Лукса прищурился, пряча снисходительную улыбку:
— Эх ты, охотник! Харза одна не промышляет. Ей всегда напарник нужен. Бывает, собираются три, четыре. Кабаргу они шибко любят, а вместе легче добыть. Одна вперед гонит, другие сбоку к реке прижимают. На лед выгонят и грызут. Весной по насту харзы даже изюбра загрызть могут.
После ужина я сел обдирать свою первую добычу. Ох, и муторное, оказывается, это дело. Пока очищал добела мездру, кожа на кончиках пальцев вздулась и горела огнем. Снятую шкурку надел на специальную деревянную правилку и повесил сушиться. В следующий сезон мышей было гораздо меньше и соболя хорошо шли на приманку.
С утра занялись сооружением шалаша над палаткой. Дело в том, что во время снегопада с потолка каждый раз начинается весенняя капель. Усилили каркас, нарубили лапника и обложили им палатку. От этого в нашем жилище стало теплее, но сумрачнее.
Время близилось к обеду. Идти в тайгу уже не имело смысла, и мы занялись дровами. Выбрали сухой, без коры кедр. Он был так высок, что при падении перекинулся через Буге удобным мостиком.

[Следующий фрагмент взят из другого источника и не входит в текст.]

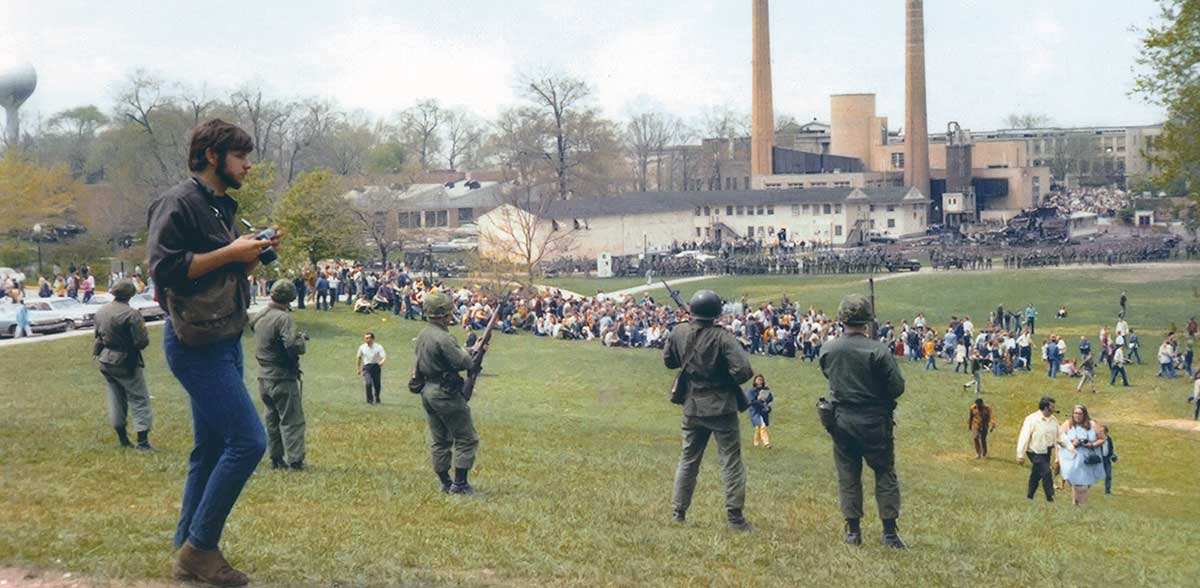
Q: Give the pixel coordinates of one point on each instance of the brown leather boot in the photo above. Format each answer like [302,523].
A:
[196,564]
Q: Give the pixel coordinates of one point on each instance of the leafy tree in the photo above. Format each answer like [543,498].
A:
[1170,58]
[31,193]
[317,222]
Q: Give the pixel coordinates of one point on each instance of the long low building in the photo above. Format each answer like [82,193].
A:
[653,221]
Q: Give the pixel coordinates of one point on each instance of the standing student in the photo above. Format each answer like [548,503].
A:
[981,421]
[370,361]
[199,268]
[1037,442]
[761,401]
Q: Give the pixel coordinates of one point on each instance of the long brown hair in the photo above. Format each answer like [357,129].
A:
[1087,418]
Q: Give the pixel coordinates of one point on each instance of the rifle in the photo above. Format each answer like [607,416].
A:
[477,355]
[675,295]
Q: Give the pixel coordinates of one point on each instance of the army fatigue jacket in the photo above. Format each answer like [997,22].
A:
[277,343]
[715,371]
[861,372]
[438,354]
[120,335]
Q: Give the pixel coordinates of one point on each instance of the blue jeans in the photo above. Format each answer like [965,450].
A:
[229,438]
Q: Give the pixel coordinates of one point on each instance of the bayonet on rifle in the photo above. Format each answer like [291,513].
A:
[477,355]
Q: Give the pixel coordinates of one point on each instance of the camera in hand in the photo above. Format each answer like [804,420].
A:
[267,256]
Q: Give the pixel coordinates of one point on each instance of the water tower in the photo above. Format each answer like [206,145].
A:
[17,84]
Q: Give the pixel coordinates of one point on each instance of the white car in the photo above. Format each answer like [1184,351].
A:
[40,322]
[142,303]
[76,313]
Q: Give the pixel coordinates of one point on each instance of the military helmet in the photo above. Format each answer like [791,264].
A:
[856,310]
[124,291]
[706,305]
[436,305]
[283,292]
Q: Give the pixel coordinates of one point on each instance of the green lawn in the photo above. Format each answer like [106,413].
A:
[577,455]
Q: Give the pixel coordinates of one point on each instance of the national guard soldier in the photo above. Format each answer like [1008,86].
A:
[120,336]
[453,438]
[714,366]
[277,347]
[864,384]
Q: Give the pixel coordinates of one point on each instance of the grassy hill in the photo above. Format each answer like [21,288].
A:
[577,455]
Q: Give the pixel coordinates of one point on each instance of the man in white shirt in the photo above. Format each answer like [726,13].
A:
[369,361]
[1037,439]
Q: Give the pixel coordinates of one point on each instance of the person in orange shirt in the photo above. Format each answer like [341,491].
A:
[930,357]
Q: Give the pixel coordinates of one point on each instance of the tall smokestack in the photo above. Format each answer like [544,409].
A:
[916,120]
[762,132]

Огромные, как колеса древних повозок, чурки взвалив на спину, несли к палатке, раскачиваясь из стороны в сторону, подобно маятникам. Пот заливал глаза, одежда липла к спине, ноги от напряжения гудели. Каждому пришлось прогуляться так раз по десять. Зато и дров заготовили надолго.
Последний день осени ознаменовал перелом в охоте. После снегопадов Пудзя сжалился — дал долгожданную «команду», и соболя начали тропить. Как любит приговаривать мой учитель — Пудзя все видит, Пудзя не обидит трудолюбивого охотника.
Утром Лукса повел меня к Разбитой — там появилось много тропок, — чтобы на месте показать, как ставить капканы на подрезку. Шли долго. Я все время отставал.
— Хорошо иди. Такой большой, а ходишь медленно, — ворчал Лукса. Он был не в духе и в такие дни становился ехидным, а если я возражал, то распалялся еще пуще.
— Ну-ка, охотничек, скажи, что это? — не замедлил он с вопросом, указав посохом на наклонный снежный тоннель.
— А то не знаешь!
— Не крути хвостом, как росомаха. Отвечай, если чему научился.
— Осмелюсь сообщить, что здесь белка выкапывала кедровую шишку.
— А по-моему, это работа кедровки, — пытался сбить меня с толку Лукса.
— Никак нет, дорогой учитель. Кедровка разбрасывает снег на обе стороны, мотая головой, а белка снег отбрасывает лапками назад. Так что это раскопка белки. Она чует запах кедрового ореха даже сквозь метровый слой снега.
— Молодец, елка-моталка, — повеселел охотник, одобрительно похлопав меня по рукаву, так как до моего плеча дотянуться ему было сложновато.